If these findings can be replicated in a larger sample of patients, they will have important clinical implications. First, the data suggest that bone density may be normal at the time of diagnosis in children with CD. This provides hope: full delineation of disease-specific mechanisms may provide an opportunity for preventing bone loss. Skeletal deficits may also be preventable if the disease is identified early before the inflammatory response is activated and weight loss ensues. In this study, body mass index was comparable in the children with CD and the control group. Children with chronic disease of multiple etiologies often lose bone as they lose weight. Because the diagnosis of CD in these children apparently was made early, before significant weight loss occurred, their bone density may have been preserved. Because bone resorption was not increased, anabolic strategies to prevent bone loss as opposed to antiresorptive agents may be the most appropriate first line of defense to prevent bone loss in these children. Finally, the in vitro findings, most notably alterations of OPG and INF-γ, are important because they may provide therapeutic targets for future pharmacologic interventions.

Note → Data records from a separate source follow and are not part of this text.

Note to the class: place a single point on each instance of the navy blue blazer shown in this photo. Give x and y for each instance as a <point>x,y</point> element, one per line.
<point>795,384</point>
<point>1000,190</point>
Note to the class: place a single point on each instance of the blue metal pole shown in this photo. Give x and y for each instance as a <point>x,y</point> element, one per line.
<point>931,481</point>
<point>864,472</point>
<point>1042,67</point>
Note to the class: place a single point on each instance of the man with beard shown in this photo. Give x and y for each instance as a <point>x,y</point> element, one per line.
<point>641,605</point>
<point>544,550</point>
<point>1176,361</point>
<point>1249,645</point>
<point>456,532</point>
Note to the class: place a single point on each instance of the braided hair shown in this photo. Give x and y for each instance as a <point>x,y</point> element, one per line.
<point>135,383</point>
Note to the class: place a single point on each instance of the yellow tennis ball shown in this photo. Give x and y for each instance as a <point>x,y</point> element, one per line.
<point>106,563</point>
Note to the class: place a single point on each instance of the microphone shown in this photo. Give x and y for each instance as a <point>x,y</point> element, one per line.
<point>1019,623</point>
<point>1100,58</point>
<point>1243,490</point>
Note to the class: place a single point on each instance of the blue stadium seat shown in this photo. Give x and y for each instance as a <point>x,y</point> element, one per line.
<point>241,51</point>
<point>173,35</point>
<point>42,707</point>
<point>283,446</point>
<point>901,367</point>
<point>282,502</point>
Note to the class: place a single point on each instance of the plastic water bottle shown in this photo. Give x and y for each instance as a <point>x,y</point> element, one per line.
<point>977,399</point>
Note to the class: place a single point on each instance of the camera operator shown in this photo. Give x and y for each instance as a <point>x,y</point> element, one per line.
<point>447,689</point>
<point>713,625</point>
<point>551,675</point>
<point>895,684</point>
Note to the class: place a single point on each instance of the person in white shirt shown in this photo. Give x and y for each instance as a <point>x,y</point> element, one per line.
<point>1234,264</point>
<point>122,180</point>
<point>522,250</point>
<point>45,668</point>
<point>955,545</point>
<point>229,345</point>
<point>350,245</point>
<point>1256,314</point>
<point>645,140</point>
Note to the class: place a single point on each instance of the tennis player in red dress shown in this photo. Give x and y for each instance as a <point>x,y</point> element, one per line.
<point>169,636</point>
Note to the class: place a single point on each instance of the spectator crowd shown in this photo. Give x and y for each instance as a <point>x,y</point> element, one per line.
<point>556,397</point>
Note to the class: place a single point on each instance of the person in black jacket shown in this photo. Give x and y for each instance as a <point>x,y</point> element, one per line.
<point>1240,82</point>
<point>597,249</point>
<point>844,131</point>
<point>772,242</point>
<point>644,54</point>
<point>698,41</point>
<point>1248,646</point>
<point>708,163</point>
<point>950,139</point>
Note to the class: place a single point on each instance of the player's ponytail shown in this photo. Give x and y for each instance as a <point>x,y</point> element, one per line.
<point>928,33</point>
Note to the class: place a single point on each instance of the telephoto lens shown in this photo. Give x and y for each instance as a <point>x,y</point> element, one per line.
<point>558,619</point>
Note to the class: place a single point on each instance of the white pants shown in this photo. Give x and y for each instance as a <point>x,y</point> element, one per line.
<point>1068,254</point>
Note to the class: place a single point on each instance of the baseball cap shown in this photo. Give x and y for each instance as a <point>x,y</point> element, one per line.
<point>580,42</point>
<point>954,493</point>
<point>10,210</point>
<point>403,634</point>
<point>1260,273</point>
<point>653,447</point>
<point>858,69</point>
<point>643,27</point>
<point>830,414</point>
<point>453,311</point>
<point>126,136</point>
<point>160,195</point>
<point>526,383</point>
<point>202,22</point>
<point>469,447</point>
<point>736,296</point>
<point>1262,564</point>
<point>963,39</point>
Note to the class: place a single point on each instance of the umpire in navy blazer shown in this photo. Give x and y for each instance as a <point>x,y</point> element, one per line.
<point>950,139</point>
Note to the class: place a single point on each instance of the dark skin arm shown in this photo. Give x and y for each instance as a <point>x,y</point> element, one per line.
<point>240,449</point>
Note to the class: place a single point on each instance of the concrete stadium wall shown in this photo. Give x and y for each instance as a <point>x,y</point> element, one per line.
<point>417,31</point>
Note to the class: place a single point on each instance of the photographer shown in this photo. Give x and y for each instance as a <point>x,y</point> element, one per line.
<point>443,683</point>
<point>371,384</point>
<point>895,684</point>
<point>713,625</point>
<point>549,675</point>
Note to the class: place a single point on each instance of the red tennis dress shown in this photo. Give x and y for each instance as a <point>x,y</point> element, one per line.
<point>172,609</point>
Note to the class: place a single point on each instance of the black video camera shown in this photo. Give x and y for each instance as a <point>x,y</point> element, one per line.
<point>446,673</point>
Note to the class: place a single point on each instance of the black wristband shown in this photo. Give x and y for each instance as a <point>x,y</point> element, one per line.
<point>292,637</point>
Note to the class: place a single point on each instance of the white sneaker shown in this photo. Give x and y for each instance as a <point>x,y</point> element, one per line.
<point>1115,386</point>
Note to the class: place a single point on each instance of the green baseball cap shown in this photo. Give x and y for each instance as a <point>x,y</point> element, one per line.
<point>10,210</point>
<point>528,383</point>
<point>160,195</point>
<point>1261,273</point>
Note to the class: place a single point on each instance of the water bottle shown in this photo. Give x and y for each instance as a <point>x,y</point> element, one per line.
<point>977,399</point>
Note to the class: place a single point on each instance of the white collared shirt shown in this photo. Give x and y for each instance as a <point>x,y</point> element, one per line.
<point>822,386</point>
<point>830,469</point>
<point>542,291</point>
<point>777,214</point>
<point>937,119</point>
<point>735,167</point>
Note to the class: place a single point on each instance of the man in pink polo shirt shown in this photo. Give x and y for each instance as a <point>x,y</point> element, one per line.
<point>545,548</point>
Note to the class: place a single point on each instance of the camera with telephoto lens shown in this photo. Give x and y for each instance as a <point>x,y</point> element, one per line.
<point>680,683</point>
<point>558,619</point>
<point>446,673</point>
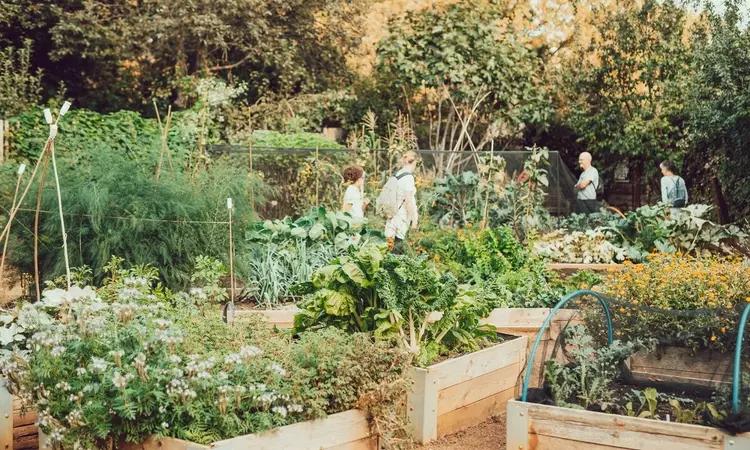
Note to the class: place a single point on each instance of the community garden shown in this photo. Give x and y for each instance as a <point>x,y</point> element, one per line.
<point>178,270</point>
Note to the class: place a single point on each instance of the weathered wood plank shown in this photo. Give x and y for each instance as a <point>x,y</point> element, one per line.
<point>25,430</point>
<point>370,443</point>
<point>337,429</point>
<point>542,442</point>
<point>476,389</point>
<point>282,318</point>
<point>423,404</point>
<point>474,413</point>
<point>26,419</point>
<point>574,424</point>
<point>458,370</point>
<point>30,442</point>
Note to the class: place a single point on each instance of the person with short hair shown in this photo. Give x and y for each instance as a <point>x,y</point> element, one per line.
<point>407,215</point>
<point>354,202</point>
<point>588,182</point>
<point>673,188</point>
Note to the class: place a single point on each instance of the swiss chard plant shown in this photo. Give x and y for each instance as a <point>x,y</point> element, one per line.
<point>395,296</point>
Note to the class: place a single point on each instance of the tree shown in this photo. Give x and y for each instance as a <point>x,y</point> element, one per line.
<point>719,108</point>
<point>627,88</point>
<point>122,53</point>
<point>465,76</point>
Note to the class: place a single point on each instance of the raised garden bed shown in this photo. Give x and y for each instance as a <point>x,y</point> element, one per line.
<point>281,318</point>
<point>680,365</point>
<point>455,394</point>
<point>348,430</point>
<point>17,431</point>
<point>540,427</point>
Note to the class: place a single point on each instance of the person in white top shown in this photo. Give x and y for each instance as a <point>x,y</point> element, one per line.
<point>586,187</point>
<point>673,189</point>
<point>406,216</point>
<point>354,201</point>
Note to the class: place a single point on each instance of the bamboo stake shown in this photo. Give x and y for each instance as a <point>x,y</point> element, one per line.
<point>317,177</point>
<point>163,131</point>
<point>487,194</point>
<point>36,228</point>
<point>7,237</point>
<point>62,219</point>
<point>230,207</point>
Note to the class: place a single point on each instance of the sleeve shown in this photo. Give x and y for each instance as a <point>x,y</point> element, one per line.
<point>351,195</point>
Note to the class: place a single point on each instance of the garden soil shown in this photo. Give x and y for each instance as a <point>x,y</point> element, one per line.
<point>489,435</point>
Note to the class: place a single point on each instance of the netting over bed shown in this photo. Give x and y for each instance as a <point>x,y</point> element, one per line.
<point>626,357</point>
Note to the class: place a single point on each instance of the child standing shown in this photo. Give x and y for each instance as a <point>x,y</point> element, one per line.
<point>354,201</point>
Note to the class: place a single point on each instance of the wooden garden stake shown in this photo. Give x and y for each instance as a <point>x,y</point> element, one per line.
<point>317,176</point>
<point>230,208</point>
<point>164,131</point>
<point>37,282</point>
<point>487,193</point>
<point>21,169</point>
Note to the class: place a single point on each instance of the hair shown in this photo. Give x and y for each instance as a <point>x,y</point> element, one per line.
<point>668,165</point>
<point>409,157</point>
<point>353,173</point>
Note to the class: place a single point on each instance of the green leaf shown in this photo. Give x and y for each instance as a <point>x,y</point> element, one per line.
<point>338,303</point>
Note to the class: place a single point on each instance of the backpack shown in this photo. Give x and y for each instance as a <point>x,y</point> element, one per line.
<point>386,204</point>
<point>677,194</point>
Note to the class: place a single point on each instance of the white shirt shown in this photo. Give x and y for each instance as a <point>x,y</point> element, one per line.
<point>398,226</point>
<point>589,192</point>
<point>353,196</point>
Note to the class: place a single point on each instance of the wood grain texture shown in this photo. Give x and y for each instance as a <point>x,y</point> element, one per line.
<point>474,413</point>
<point>335,430</point>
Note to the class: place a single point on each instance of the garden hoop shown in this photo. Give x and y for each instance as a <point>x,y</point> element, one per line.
<point>560,304</point>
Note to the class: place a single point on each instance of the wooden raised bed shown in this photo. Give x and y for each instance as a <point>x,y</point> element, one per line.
<point>679,365</point>
<point>17,431</point>
<point>460,392</point>
<point>281,318</point>
<point>539,427</point>
<point>348,430</point>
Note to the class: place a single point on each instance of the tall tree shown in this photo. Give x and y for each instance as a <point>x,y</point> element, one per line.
<point>719,108</point>
<point>627,88</point>
<point>121,53</point>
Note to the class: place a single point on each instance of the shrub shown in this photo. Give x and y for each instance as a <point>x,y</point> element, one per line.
<point>680,300</point>
<point>100,373</point>
<point>114,206</point>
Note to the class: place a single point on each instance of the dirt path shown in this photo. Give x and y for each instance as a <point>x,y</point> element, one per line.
<point>489,435</point>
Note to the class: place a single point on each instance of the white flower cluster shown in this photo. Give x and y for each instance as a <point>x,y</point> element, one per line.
<point>180,388</point>
<point>121,381</point>
<point>98,364</point>
<point>124,311</point>
<point>200,369</point>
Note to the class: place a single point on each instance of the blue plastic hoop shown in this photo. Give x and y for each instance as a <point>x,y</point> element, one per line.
<point>557,307</point>
<point>736,378</point>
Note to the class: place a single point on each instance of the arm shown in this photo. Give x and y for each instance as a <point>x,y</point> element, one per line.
<point>410,203</point>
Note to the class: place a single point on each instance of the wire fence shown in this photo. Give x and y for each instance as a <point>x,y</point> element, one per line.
<point>288,170</point>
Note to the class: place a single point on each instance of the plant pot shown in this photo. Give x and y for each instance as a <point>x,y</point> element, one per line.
<point>348,430</point>
<point>455,394</point>
<point>281,318</point>
<point>17,431</point>
<point>541,427</point>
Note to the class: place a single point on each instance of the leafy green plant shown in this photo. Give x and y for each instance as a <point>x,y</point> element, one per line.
<point>114,206</point>
<point>588,380</point>
<point>206,280</point>
<point>132,363</point>
<point>393,296</point>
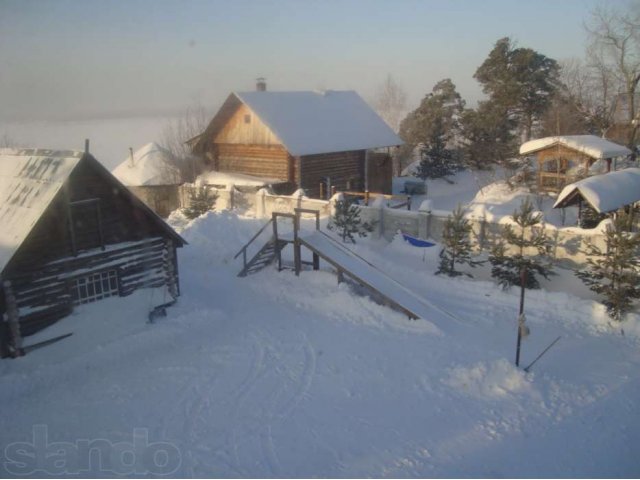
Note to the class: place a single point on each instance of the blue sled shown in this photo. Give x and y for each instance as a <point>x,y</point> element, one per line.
<point>416,242</point>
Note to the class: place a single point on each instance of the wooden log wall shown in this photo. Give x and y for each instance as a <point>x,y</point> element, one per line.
<point>380,173</point>
<point>51,236</point>
<point>270,161</point>
<point>346,170</point>
<point>44,295</point>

Some limitations of this study must be considered. Due to the small sample size, the findings cannot be generalized to all newly diagnosed patients with CD. In addition, results need to be replicated in patients who present with weight loss. Although the differences in serum concentrations of OPG, RANKL, and T-cell-produced INF-γ were statistically significant, the biological significance requires further exploration. Moreover, although serum concentrations of RANKL were measured, membrane-bound levels within activated T cells were not evaluated. As the authors acknowledge, T cells may influence the function of bone cells through intimate contact within the marrow space. Therefore, measurements of membrane-bound RANKL may prove more informative. The source of the increased OPG in these patients (inflamed colonic cells vs osteoblasts vs other tissues) is also not yet known and merits investigation. Finally, these data were obtained in patients naïve to medications known to affect bone metabolism. This aspect of the protocol represents both a strength and weakness. Insight is afforded into the effect of the disease process itself on the skeleton independent of these therapies; however, how the immune and skeletal systems are altered after receipt of glucocorticoids or various anti-inflammatory agents in children with CD would also be an important future research endeavor, especially given how often these agents are prescribed.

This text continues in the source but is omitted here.